Researchers from Google, Georgia Tech and Emory University examine the semantic changes in abolitionist newspapers and explore whether the papers exhibited leadership or were followers, providing an overall picture of their network of semantic influence.

Language matters in media, where even seemingly minor lexical choices can significantly affect how a message is received. In the 1800s in the US, the movement to end slavery found a voice in a number of abolitionist newspapers. Those at the vanguard helped frame a new narrative that influenced other media and shaped public opinion on the issue.

In the research paper Abolitionist Networks: Modeling Language Change in Nineteenth-Century Activist Newspapers, a team from Google, Georgia Tech and Emory University leverages machine learning to investigate these papers’ lexical semantic innovations. The study identifies papers that took the lead in “new usages of specific words” and papers that were followers in this regard, providing an overall picture of the network of semantic influence among the publications.


The researchers summarize their methodological contributions as:

  1. Propose a text modelling approach to identify semantic leadership in a corpus of timestamped documents from a set of sources, such as newspapers. The proposed approach includes (a) a model to identify semantic changes in language using diachronic word embeddings, and (b) a statistical measure to quantify the extent to which each source led others in the adoption of each change.
  2. Apply the proposed method to a corpus of nineteenth-century newspapers digitized by Accessible Archives, and quantify the lead-lag relationships between the newspapers for each of these changes.
  3. Aggregate the dyadic relationships between newspapers into a weighted semantic leadership network, retaining links between newspapers for each semantic change only if the relationship is so strong as to be highly unlikely to have arisen by chance.

The team first developed a model of semantic change that builds on word embeddings enhanced by integrating metadata from the different newspapers studied regarding word occurrence. In order to make the large corpora sums comparable, the researchers estimated embeddings on multiple corpora from different time periods and then aligned the embedding vectors. They estimated the embeddings by optimizing a classical skipgram objective, in which embedding of each work token is conditioned on its neighbouring tokens. To model the embedding changes over time, they computed the differences between neighbours for all pairs of occurrences for every word and used the intervals with the maximum differences as the measure of semantic change in the word. The words were ranked in this manner to yield an ordered list of changes as tuples of words and timestamps.

Semantic change for the word “cabinet.” The embeddings of cabinet and its near neighbours are projected to two dimensions using singular value decomposition. The embeddings of the target word indicate meaning shift from the architectural uses to political uses. This is reflected in the position of the embedding but even more so in the change in near neighbours.

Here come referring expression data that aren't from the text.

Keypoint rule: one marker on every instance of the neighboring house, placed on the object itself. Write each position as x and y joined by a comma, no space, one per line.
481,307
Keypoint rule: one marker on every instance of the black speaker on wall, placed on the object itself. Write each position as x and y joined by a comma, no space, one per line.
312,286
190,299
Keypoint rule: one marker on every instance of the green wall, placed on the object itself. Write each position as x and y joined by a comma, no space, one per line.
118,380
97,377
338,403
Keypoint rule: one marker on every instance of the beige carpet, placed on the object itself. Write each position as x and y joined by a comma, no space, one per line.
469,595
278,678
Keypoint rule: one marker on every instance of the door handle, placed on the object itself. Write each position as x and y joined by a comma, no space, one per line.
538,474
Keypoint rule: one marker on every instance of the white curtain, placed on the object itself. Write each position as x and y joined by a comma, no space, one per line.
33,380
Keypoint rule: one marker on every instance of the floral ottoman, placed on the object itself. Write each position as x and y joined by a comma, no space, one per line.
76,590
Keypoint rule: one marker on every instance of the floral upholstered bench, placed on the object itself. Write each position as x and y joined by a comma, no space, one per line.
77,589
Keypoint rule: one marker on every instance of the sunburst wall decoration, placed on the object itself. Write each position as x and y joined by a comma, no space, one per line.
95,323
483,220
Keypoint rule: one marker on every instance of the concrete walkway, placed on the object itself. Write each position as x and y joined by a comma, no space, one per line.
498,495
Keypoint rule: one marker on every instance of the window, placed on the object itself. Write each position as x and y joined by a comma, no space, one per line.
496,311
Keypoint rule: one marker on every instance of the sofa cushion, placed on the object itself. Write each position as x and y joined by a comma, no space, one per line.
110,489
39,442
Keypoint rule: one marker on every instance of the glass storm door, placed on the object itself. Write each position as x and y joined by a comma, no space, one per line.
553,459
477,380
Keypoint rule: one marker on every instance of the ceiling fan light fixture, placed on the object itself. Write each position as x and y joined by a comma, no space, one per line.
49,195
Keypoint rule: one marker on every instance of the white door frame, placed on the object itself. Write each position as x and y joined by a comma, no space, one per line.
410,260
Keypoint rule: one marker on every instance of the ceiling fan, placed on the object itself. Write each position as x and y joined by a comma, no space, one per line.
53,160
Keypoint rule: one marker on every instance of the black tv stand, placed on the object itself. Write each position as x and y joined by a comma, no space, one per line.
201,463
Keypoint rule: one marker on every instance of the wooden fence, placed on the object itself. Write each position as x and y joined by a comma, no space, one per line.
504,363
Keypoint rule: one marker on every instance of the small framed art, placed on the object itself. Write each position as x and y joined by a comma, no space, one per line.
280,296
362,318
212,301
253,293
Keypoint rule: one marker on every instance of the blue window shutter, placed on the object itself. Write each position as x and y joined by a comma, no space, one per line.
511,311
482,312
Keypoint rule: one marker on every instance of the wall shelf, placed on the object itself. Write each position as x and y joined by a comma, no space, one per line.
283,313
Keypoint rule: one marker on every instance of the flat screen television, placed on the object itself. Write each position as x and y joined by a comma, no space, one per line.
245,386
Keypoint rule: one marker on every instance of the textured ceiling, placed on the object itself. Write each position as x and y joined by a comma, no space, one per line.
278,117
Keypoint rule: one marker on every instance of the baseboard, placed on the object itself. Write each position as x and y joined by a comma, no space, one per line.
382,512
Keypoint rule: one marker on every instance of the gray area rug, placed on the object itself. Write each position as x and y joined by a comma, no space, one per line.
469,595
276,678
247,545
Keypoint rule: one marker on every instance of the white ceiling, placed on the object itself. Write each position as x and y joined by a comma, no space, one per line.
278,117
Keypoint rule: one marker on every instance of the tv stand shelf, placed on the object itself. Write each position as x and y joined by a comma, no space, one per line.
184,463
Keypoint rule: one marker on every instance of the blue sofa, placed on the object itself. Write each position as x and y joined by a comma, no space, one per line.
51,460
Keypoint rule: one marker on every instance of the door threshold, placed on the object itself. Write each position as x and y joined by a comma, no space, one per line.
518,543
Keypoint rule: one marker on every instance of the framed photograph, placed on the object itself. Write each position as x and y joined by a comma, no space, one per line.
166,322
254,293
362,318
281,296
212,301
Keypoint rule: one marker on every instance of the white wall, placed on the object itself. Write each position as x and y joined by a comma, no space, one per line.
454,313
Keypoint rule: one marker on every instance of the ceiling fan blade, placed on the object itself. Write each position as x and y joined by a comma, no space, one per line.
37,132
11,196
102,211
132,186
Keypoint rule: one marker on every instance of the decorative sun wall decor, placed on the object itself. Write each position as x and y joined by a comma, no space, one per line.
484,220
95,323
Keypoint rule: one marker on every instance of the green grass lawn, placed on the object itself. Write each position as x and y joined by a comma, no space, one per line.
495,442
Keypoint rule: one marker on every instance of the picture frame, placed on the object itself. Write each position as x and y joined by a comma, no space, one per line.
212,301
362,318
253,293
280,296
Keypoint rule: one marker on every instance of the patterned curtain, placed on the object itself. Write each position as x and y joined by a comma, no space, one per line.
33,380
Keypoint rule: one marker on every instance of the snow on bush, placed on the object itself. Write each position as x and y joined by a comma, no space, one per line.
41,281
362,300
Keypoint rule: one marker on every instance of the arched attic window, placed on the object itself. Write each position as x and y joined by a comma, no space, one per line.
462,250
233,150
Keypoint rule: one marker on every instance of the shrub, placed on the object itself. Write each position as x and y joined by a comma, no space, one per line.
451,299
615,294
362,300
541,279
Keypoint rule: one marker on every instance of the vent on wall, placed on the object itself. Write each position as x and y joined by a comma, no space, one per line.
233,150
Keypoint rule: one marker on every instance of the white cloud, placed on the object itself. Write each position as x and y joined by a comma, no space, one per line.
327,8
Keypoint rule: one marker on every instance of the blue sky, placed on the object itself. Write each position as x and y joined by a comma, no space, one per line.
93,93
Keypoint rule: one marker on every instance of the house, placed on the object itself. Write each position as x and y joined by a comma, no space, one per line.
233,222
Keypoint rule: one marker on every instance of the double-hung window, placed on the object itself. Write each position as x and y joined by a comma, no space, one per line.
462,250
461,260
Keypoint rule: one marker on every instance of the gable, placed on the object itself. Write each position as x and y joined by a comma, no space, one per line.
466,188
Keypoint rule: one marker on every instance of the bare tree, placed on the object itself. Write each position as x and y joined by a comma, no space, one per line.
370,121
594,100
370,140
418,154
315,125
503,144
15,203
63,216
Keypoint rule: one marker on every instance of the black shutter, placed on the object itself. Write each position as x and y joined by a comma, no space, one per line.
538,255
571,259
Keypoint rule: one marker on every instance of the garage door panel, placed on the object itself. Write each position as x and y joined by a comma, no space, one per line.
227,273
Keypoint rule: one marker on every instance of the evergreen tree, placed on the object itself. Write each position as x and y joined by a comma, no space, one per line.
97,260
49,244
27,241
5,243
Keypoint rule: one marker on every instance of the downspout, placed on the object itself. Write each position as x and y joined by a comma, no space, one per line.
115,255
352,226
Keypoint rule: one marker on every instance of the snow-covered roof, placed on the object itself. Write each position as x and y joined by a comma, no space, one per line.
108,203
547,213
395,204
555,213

The researchers identify three main advantages of their approach to modelling semantic changes:

  1. As a joint model of words and time, it does not require the computationally expensive post-alignment of the word embeddings.
  2. Temporal embeddings can be learned even for words that emerge or disappear before the start or end of the time period respectively.
  3. The model is easily extended to incorporate other metadata about the text if available.

In the next step, the researchers endeavoured to identify semantic leaders. Any semantic change involved papers that were leaders and others that were followers, as well as opponents who resisted change. The team identified who led and followed each semantic change by augmenting a diachronic embedding model to include an additional term for the source of each token. This novel formula enabled them to calculate the lead score of each newspaper over the others.

Finally, they aggregated individual leadership events into a semantic leadership network. Specifically, they constructed an edge-weighted network, where the set of newspapers forms the nodes of the network, and every weighted edge denotes the number of words for which a given leader newspaper leads another, follower paper.

To reveal the specific roles played by each newspaper in the evolving discourse of abolitionism, the team conducted experiments on a subset of ten nineteenth-century newspapers digitized and hand-keyed by Accessible Archives. They also identified specific terms (e.g. equality, freedom and justice etc.) that saw significant semantic changes in these papers.

A spring layout of the ten newspapers in the collection.
The leader-follower newspaper pairs. The leading newspapers are shown on the left and the trailing newspapers on the right. The thickness of each stripe connecting two newspapers is proportional to the number of words between the newspapers that the stripe connects.

The results of leader-follower newspaper pairs indicate the paper The Liberator held a broad influence over many of the other newspapers, while the National Anti-Slavery Standard for example tended to be a follower.

Focused lead-lag relationships. Newspapers that had black editors (left) and women editors (right) are highlighted. The top row shows the dyads in which these newspapers lead, while the bottom row shows the dyads in which they trail.

The sub-network results indicate dominant newspapers with black editors were Douglass Newspapers and the Provincial Freeman Colored American. The team notes that the Colored American, with mostly Black readers, led on the terms “immediate” and “fight,” which “suggest a tone of urgency that might surround an argument for liberation” and supports the claim that the paper “deserves more of the credit for accelerating the fight against slavery.”

The researchers also note that two newspapers edited by women — The Provincial Freeman and The Lily — led a large number of semantic changes in the corpus, “lending additional credence to the argument that a multiracial coalition of women led the abolitionist movement in terms of both thought and action.”

The paper Abolitionist Networks: Modeling Language Change in Nineteenth-Century Activist Newspapers is on arXiv.